ATLANTA (AP) — A judge is considering whether to issue clarification or guidance for two new rules from the Georgia State Election Board that have to do with county certification of election results.
Supporters of the rules say they are necessary to ensure the accuracy of the vote totals before county election officials sign off on them. But critics worry that supporters of Republican presidential nominee Donald Trump could use the rules to delay or deny certification if the former president loses the state to Democratic Vice President Kamala Harris, causing confusion and casting doubt on the results.
When asked by Fulton County Superior Court Judge Robert McBurney on Tuesday, all of the parties in a lawsuit challenging the rules agreed that certification is mandatory, that it must happen by Nov. 12 at 5 p.m. for this year’s general election and that the State Election Board cannot change the certification deadline.
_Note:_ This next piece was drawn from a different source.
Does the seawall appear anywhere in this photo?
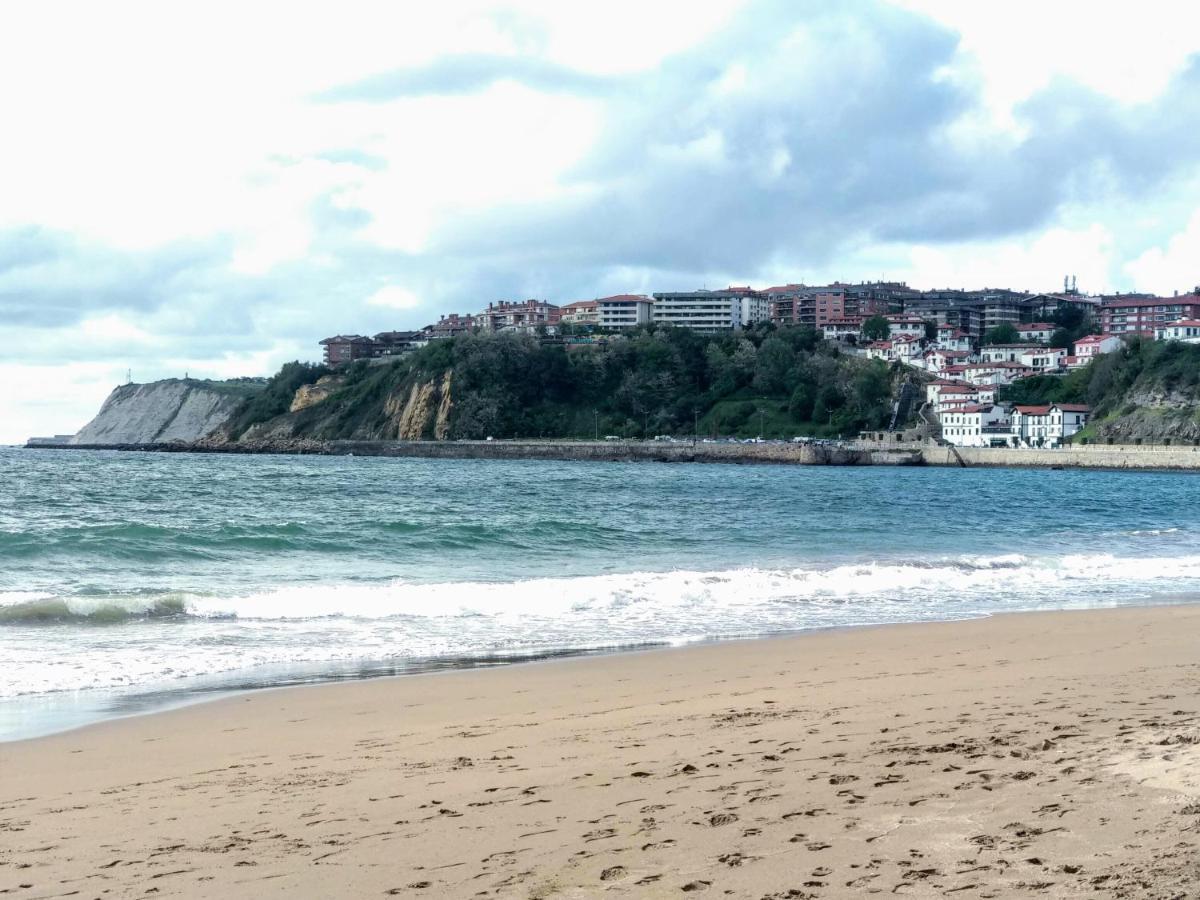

One new rule provides a definition of certification that includes requiring county officials to conduct a “reasonable inquiry” before certifying results, but it does not specify what that means. The other includes language allowing county election officials “to examine all election related documentation created during the conduct of elections.”
The state and national Democratic parties, several county election board members, Democratic voters and two Democratic state lawmakers running for reelection filed the lawsuit against the State Election Board, which is dominated by three Republican partisans whom Trump praised by name at a recent rally in Atlanta.
The suit asks the judge to confirm that election superintendents, which are multi-person boards in many counties, have no discretion to withhold or delay certification. It also asks him to declare the two new rules invalid if he believes they allow such discretion.
Also Tuesday, McBurney heard arguments in a lawsuit filed by Republican Fulton County election board member Julie Adams, who has asked him to declare that the duties of county election board members are discretionary, not ministerial.
McBurney did not immediately rule in either case but said he would do so soon.
He did not seem inclined to invalidate either new rule passed by the State Election Board. But he said the “reasonable inquiry” rule “on its face, is vague and needs clarification.” He seemed less concerned by the “examination rule,” which uses “shall be permitted” language rather than the mandatory “shall.”
“The reason we’re here, honestly, is because reasonable inquiry is so undefined,” said Ben Thorpe, a lawyer for some of those challenging the rules. Discussion when the rule was adopted and the way proponents advanced it “indicates that there is uncertainty about the scope of how far reasonable inquiry can go,” he argued.
McBurney suggested the scope was limited by the certification deadline defined in law, that county election officials can’t carry their inquiry beyond that date.
“The deadline is the deadline. Get done what you can. And what is reasonable to one person might be not reasonable to another, but you’re making your inquiry and then it’s wheels up at 5 p.m. on the 12th of November,” the judge said.
Thorpe argued that “to the extent that the court does not invalidate the rule,” the judge should make clear in an order that certification has to happen by the deadline because the rule does not.
The judge asked Beth Young, a lawyer with the state attorney general’s office, whether the State Election Board had “a perspective on the value of clarifying the interplay between the rules and the statute” or whether anything needs clarification, noting, “There’s law and there are rules, and rules can’t change the law.”
Young suggested that no action by McBurney was necessary, saying, “basically you’re being asked to sort of reaffirm that the law says what it says and the regulation says what it says.”
Republicans who hold a 3-2 majority on the State Election Board have used their power to pass numerous election rules in recent months, mostly over the objections of the board’s Democratic appointee and its nonpartisan chair. Secretary of State Brad Raffensperger, an association of county election officials and the state attorney general’s office have all cautioned against adopting new rules so close to the election, saying it could cause confusion and put unnecessary burden on election workers.
The new rules have drawn multiple lawsuits.
State and local Democrats, and some county election officials, on Monday filed a lawsuit challenging a rule that requires three poll workers to each count the paper ballots — not votes — by hand at polling places once voting ends on Election Day.
A separate lawsuit filed by a group led by a former Republican lawmaker initially challenged the two certification rules and was amended last week to also challenge the ballot-counting rule and some others that the board passed.
In the other case, lawyers for Adams argued that a county election board member has the discretion to vote not to certify results. They also argued that county election officials could certify results without including ballots that appear to have problems, allaying concerns of a board member who might otherwise vote not to certify.
McBurney seemed taken aback by that suggestion, saying that would leave people “whose votes don’t count.”
The judge suggested election board members can flag concerns to be handled by a prosecutor or through a civil election challenge but that they must certify the results.